Cible depuis le 22 février d'une contestation sans précédent en deux décennies de pouvoir, M. Bouteflika est toujours en fonctions, et son sort n'est pas scellé.Mais il semble de plus en plus isolé et privé de soutiens, face à une mobilisation populaire qui ne faiblit pas.
Mercredi, le coup a été porté par le secrétaire général du Rassemblement national démocratique (RND), principal allié du Front de libération nationale (FLN) de M. Bouteflika, Ahmed Ouyahia.
Dans un communiqué signé de ce fidèle du chef de l'Etat --qui occupait encore le poste Premier ministre il y a quelques semaines--, le RND "recommande la démission du président de la République (...) dans le but de faciliter la période de transition".
La veille, le chef d'état-major de l'armée, le général Ahmed Gaïd Salah, autre fidèle de M. Bouteflika --qui l'a nommé à ce poste en 2004--, a lui proposé l'application de l'article 102 de la Constitution pour sortir de la crise née d'un mois de manifestations.
Cet article organise l'intérim en cas de démission du chef de l'Etat ou d'incapacité à assumer ses fonctions "pour cause de maladie grave et durable".
- "Hommage" à Bouteflika -
Dans son communiqué, le RND dit accueillir "favorablement" la proposition du chef d'état-major de l'armée, qui "cherche à préserver le pays du blocage".Le parti "rend hommage à Abdelaziz Bouteflika, pour tout ce qu'il a fait pour l'Algérie".

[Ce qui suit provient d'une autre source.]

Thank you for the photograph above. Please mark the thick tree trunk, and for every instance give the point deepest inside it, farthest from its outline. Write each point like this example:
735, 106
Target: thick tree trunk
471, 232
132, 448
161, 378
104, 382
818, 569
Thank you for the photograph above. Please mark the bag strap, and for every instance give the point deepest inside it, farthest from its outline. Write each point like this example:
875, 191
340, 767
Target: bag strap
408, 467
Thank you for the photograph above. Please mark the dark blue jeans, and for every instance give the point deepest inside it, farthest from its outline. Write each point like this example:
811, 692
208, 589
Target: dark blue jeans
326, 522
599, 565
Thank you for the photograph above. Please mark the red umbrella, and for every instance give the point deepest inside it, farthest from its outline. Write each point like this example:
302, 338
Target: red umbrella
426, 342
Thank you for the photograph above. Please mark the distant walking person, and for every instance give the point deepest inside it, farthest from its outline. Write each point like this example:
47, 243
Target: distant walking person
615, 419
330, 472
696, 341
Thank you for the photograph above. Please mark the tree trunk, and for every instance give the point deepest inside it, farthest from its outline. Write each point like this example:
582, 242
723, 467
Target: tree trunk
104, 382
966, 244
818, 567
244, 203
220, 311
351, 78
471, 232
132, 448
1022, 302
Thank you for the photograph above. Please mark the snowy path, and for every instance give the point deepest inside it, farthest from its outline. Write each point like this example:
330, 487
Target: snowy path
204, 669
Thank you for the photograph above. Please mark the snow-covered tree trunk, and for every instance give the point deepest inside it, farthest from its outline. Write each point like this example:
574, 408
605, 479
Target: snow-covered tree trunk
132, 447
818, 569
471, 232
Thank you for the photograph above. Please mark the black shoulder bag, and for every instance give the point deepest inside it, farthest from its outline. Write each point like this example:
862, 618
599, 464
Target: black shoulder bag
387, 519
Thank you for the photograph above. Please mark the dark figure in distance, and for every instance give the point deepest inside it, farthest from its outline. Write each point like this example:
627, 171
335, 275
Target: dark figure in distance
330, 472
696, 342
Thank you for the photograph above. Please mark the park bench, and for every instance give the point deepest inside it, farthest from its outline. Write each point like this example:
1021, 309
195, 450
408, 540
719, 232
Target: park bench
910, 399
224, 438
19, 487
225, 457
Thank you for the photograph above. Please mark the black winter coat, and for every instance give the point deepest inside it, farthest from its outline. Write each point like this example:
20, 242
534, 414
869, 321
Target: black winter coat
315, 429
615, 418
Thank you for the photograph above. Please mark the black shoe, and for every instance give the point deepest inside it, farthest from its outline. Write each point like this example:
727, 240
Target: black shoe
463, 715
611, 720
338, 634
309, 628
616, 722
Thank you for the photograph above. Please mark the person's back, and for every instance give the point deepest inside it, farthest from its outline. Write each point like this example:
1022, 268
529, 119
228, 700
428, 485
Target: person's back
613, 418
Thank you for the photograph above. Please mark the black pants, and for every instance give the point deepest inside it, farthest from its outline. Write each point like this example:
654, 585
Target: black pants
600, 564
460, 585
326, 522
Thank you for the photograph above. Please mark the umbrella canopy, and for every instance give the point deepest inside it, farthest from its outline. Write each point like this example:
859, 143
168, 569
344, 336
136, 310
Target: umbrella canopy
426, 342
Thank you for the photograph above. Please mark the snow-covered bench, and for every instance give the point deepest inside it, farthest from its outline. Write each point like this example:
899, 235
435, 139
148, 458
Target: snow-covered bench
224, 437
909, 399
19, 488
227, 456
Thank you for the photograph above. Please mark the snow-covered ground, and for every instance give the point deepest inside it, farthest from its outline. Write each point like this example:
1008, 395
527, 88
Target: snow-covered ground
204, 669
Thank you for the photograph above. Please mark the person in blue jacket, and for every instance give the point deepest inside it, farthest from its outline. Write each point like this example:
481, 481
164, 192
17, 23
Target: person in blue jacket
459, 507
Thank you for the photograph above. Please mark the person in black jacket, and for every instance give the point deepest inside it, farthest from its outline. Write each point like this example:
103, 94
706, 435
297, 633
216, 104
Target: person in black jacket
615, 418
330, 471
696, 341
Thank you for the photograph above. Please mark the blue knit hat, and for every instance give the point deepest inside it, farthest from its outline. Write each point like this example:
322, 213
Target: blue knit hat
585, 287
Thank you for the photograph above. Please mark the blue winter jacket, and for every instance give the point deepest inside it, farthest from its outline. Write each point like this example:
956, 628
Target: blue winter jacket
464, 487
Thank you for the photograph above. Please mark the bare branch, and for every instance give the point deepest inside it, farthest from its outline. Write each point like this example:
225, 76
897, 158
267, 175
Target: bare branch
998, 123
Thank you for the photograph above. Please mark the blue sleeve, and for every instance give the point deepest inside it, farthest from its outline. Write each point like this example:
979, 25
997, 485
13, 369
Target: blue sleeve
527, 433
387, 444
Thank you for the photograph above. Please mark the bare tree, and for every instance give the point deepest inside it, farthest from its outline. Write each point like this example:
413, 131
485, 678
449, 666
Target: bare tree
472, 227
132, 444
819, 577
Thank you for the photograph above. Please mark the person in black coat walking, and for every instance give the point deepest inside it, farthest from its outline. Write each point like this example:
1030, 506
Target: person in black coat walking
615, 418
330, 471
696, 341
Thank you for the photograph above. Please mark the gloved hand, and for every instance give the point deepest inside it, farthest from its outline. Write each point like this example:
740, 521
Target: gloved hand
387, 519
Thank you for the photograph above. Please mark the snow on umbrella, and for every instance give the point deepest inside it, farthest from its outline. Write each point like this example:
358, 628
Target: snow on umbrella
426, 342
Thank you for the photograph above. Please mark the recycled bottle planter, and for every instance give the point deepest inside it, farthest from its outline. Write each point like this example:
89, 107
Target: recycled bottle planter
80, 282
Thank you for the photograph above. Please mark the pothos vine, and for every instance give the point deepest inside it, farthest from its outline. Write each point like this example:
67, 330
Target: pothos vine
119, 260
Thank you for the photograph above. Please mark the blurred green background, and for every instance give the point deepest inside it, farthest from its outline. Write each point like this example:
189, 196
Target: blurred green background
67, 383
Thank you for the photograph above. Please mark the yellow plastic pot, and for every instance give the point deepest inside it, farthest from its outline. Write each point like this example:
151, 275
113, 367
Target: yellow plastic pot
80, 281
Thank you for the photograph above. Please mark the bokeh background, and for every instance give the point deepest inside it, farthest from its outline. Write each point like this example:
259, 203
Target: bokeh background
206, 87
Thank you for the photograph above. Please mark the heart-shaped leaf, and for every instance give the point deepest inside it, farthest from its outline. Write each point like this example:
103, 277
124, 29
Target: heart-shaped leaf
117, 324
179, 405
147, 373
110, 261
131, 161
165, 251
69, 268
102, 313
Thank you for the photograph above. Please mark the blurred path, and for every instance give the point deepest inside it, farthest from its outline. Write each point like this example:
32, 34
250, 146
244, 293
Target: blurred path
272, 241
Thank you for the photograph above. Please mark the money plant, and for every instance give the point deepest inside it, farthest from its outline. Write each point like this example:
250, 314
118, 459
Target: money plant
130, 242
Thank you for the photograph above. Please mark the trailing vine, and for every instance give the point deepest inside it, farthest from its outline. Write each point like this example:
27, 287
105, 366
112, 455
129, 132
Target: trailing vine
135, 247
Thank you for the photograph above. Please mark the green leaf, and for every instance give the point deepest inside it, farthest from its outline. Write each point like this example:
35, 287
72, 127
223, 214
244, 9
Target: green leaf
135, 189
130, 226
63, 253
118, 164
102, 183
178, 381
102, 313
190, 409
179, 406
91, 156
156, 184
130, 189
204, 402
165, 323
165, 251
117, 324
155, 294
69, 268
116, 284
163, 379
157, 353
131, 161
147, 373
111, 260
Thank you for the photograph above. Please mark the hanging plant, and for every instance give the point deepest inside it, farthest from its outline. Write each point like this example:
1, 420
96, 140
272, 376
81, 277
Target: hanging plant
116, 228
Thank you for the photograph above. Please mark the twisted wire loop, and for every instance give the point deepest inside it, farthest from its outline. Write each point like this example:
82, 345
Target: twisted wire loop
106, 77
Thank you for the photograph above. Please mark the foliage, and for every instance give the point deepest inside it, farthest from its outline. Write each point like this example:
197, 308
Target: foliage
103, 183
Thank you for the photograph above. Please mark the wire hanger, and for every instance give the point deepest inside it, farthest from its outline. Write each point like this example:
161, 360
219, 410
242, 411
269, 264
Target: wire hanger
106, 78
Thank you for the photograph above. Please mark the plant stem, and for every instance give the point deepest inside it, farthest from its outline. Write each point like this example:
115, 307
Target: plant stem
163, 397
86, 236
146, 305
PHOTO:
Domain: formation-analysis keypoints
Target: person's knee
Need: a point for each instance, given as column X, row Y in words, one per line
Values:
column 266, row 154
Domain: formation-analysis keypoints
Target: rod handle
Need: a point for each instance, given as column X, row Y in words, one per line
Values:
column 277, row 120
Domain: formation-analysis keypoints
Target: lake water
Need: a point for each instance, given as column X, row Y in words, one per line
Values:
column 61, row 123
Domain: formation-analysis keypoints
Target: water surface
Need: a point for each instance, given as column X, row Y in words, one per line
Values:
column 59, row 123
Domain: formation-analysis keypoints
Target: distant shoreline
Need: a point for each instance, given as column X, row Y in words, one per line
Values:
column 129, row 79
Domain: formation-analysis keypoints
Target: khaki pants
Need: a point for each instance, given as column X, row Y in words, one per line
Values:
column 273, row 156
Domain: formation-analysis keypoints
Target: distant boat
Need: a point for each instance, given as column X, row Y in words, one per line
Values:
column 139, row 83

Agé de 82 ans, M. Bouteflika est affaibli par les séquelles d'un accident vasculaire cérébral (AVC) qui, depuis 2013, l'empêchent de s'adresser de vive voix aux Algériens et rendent rares ses apparitions publiques.
Pour l'heure, rien ne l'oblige à démissionner.Et l'article 102 confie au seul Conseil constitutionnel, dont le président est un autre fidèle du chef de l'Etat, la responsabilité d'activer la procédure "d'empêchement" du président pour raisons de santé.
Mais le temps presse.S'il a renoncé à briguer un 5e mandat, face aux millions d'Algériens que cette candidature avait fait descendre dans la rue, M. Bouteflika a aussi reporté sine die la présidentielle du 18 avril.
Celle-ci est censée se tenir après une "Conférence nationale" chargée de réformer le pays et d'élaborer une nouvelle Constitution.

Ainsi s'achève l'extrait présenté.